Pitfalls and defaults
Use this page when you want the blunt version: the common failure-handling footguns, the defaults that matter most, and the situations where redress should be used more carefully.
Start with these defaults
- Prefer
Policy(retry=Retry(...))as the default API. - Always set a real
deadline_s. - Keep
max_attemptsmodest. - Cap
UNKNOWNfailures withmax_unknown_attempts. - Use low-cardinality
operationnames and tags. - Prefer stable classifiers over string heuristics.
- Use
execute()when the caller needs stop-reason-aware control flow.
When not to retry
Do not retry just because an exception happened.
Usually non-retryable:
- validation failures
- auth and permission failures
- known permanent input errors
- side-effecting operations with no idempotency plan
- business-rule failures that will not change with time
If the failure is not expected to improve with delay, retries add load without adding value.
Why UNKNOWN should be capped
UNKNOWN means the classifier could not confidently map the failure. That is a
signal to be conservative, not optimistic.

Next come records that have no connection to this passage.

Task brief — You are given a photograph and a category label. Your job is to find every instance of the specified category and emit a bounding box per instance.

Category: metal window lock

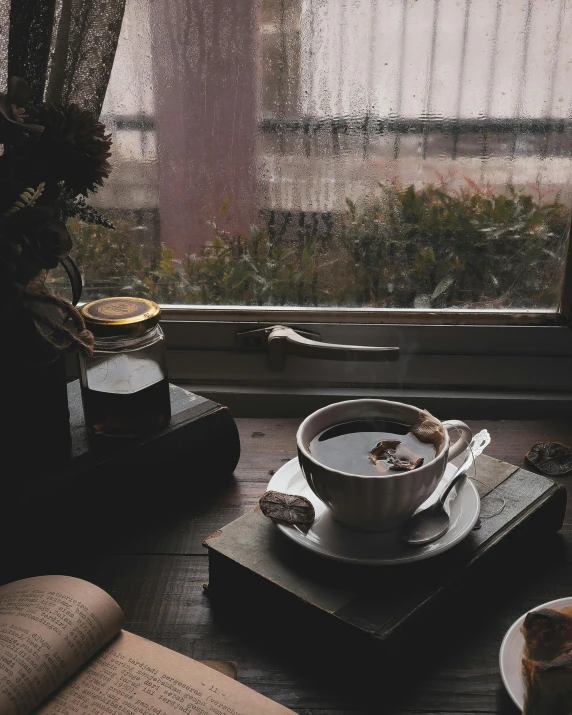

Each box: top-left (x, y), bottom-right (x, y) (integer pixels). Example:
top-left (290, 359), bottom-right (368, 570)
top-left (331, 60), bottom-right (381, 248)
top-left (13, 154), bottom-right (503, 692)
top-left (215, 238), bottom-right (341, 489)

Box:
top-left (236, 325), bottom-right (399, 372)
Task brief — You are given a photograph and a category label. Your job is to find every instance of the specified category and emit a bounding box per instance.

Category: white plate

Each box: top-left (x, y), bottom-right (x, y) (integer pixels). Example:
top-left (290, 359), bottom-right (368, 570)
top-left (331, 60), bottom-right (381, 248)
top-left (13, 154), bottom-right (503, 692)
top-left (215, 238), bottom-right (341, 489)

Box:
top-left (267, 458), bottom-right (480, 566)
top-left (499, 596), bottom-right (572, 710)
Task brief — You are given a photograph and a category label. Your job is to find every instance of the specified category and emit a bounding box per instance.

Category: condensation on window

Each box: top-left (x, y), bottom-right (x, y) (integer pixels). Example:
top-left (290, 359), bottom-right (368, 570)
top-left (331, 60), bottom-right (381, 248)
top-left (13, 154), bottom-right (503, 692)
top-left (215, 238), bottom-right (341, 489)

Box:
top-left (72, 0), bottom-right (572, 310)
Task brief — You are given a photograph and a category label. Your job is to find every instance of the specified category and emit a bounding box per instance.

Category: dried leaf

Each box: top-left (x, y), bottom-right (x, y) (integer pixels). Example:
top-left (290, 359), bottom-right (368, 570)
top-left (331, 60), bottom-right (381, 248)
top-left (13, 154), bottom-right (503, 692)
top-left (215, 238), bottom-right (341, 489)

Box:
top-left (390, 457), bottom-right (423, 472)
top-left (526, 442), bottom-right (572, 477)
top-left (258, 491), bottom-right (316, 526)
top-left (369, 439), bottom-right (401, 464)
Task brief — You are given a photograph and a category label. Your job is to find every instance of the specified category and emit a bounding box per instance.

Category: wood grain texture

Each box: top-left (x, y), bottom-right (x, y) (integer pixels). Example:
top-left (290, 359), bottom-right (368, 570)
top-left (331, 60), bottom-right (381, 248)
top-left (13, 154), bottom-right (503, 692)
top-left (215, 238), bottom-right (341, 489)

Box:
top-left (0, 415), bottom-right (572, 715)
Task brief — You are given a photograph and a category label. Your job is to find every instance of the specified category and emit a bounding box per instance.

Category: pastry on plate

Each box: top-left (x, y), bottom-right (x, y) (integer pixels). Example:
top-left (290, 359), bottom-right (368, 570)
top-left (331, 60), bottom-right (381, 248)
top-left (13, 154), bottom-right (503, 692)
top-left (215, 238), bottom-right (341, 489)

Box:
top-left (522, 608), bottom-right (572, 715)
top-left (522, 608), bottom-right (572, 660)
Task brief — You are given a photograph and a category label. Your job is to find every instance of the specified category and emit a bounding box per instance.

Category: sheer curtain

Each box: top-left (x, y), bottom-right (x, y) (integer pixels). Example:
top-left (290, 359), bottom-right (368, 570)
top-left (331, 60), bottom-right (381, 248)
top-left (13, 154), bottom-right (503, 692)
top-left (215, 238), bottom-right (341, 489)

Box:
top-left (0, 0), bottom-right (125, 115)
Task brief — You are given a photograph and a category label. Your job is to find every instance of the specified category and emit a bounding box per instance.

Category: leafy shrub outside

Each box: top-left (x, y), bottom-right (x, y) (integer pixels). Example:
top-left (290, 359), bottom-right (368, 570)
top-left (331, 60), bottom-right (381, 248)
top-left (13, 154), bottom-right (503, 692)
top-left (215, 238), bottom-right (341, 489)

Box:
top-left (58, 177), bottom-right (569, 309)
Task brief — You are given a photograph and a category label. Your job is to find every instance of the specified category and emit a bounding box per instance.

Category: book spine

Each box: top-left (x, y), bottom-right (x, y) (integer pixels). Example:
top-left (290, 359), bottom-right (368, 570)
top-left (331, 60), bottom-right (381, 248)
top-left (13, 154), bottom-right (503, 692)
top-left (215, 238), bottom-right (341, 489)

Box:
top-left (205, 484), bottom-right (566, 667)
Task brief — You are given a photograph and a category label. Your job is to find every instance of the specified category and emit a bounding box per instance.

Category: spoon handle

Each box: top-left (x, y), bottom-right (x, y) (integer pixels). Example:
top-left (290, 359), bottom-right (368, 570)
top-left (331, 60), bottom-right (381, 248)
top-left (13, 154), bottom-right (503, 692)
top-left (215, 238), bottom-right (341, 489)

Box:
top-left (437, 430), bottom-right (491, 506)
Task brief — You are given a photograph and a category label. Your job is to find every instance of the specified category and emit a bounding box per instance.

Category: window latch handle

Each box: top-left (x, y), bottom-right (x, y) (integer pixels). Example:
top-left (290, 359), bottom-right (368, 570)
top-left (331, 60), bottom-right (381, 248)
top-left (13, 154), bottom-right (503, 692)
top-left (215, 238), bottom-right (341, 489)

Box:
top-left (237, 325), bottom-right (399, 372)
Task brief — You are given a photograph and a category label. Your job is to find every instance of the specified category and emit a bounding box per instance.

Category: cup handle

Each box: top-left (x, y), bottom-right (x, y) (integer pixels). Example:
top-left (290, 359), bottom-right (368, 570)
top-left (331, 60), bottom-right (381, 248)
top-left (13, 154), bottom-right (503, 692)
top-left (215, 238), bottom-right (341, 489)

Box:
top-left (442, 420), bottom-right (473, 462)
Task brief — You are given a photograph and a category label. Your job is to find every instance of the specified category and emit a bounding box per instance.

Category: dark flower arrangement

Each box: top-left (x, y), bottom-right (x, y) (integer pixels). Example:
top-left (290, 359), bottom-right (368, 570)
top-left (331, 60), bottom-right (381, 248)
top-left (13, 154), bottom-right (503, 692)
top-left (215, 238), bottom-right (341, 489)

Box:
top-left (0, 77), bottom-right (113, 352)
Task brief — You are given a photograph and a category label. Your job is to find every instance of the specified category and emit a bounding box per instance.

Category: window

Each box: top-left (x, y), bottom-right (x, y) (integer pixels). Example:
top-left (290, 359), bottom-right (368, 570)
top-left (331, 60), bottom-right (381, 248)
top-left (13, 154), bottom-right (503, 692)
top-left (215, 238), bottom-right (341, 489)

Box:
top-left (57, 0), bottom-right (572, 408)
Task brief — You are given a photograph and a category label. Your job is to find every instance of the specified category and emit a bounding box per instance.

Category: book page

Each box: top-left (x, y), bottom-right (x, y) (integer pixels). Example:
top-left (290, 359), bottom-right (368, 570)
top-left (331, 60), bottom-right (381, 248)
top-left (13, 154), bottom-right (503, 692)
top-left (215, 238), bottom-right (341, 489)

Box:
top-left (36, 631), bottom-right (292, 715)
top-left (0, 576), bottom-right (124, 715)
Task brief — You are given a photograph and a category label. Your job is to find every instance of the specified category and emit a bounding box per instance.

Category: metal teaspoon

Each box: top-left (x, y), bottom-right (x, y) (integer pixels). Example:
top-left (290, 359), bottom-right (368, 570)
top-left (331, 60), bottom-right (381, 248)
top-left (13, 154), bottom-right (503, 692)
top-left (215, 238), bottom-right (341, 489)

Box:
top-left (402, 430), bottom-right (491, 546)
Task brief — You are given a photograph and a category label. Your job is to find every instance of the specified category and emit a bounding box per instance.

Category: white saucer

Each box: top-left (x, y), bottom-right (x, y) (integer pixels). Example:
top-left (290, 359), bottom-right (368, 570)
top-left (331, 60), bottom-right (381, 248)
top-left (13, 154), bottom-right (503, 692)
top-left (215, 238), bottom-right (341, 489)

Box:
top-left (499, 596), bottom-right (572, 710)
top-left (267, 458), bottom-right (480, 566)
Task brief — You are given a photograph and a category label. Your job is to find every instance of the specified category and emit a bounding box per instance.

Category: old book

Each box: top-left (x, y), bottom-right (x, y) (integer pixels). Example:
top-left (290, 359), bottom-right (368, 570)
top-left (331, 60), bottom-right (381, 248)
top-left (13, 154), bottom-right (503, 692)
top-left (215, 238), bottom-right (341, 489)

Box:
top-left (11, 380), bottom-right (240, 502)
top-left (204, 456), bottom-right (566, 669)
top-left (0, 576), bottom-right (292, 715)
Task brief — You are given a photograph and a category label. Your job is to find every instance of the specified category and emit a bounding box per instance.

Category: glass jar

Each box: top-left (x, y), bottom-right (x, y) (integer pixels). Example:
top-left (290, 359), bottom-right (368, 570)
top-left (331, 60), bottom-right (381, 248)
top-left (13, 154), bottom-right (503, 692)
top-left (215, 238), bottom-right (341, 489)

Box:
top-left (80, 298), bottom-right (171, 437)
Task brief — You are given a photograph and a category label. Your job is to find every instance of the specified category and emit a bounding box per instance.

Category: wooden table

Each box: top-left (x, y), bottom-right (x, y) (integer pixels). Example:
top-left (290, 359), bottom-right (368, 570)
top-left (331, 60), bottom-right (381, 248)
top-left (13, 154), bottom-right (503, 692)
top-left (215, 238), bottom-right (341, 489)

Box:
top-left (5, 419), bottom-right (572, 715)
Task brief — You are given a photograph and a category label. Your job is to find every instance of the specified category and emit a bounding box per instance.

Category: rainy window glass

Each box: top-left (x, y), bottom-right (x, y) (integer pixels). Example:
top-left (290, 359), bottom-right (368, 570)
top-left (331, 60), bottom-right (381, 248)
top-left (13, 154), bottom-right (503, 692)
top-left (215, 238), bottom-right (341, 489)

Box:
top-left (71, 0), bottom-right (572, 310)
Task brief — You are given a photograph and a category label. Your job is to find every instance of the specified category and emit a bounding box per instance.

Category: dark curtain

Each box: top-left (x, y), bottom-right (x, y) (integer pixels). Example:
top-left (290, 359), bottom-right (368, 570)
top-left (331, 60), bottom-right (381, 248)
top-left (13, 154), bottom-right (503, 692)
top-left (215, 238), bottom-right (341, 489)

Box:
top-left (6, 0), bottom-right (126, 116)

Use max_unknown_attempts to avoid broad “retry anything weird” behavior:
retry=Retry(
classifier=default_classifier,
strategy=decorrelated_jitter(max_s=5.0),
max_unknown_attempts=2,
)
If you find yourself hitting the UNKNOWN cap often, improve the classifier
instead of widening the cap.
Deadlines matter more than high attempt counts
Large max_attempts values without an overall deadline often create long,
unpredictable failure tails.
Prefer:
- a realistic
deadline_s - moderate
max_attempts - per-class backoff tuned to the dependency
Bad instinct:
- “set attempts to 20 just to be safe”
Better instinct:
- “set a 10s or 30s deadline and make retries fit inside that envelope”
Keep observability tags low-cardinality
Good tags:
classoperationstop_reasoncausestate
Bad tags:
- full URLs
- user IDs
- request IDs
- trace IDs
- raw SQL
- exception messages
High-cardinality tags make metrics expensive and much less useful.
When to use execute() instead of call()
Use call() when exception-style control flow is enough.
Use execute() when you need:
RetryOutcome.stop_reasonRetryOutcome.attemptsRetryOutcome.last_class- result-based terminal failures without exceptions
- deferred retry handling via
next_sleep_s
If the caller is deciding what to do next based on why retries stopped, use
execute().
When the decorator is too small
@retry is fine for small wrappers. It becomes too small when you need:
- circuit breakers
- shared budgets
- multiple operations sharing one policy
- explicit
execute()calls - richer integration with frameworks, workers, or clients
At that point, move to explicit policy objects.
Side effects and idempotency
Be careful retrying operations that mutate external state.
Examples:
- charge a card
- send an email
- publish a message
- write to a downstream system with no idempotency key
If you retry side-effecting operations, you need an idempotency or deduplication plan outside the retry loop.
Common anti-patterns
Retrying validation failures
Do not retry errors that are caused by bad input or bad local state.
Retrying broad unknown exceptions with no cap
This creates noisy, expensive failure behavior without confidence that retrying is correct.
Huge deadlines and huge attempts “just in case”
This makes failures slower and harder to reason about.
Treating tags like logs
Hooks are not a place to stuff request payloads or arbitrary identifiers.
Practical checklist
Before shipping a policy, ask:
- What failures are actually retryable?
- What is the maximum acceptable end-to-end latency?
- Is
UNKNOWNbounded? - Are metrics tags low-cardinality?
- Is the operation safe to retry?
- Should the caller use
call()orexecute()?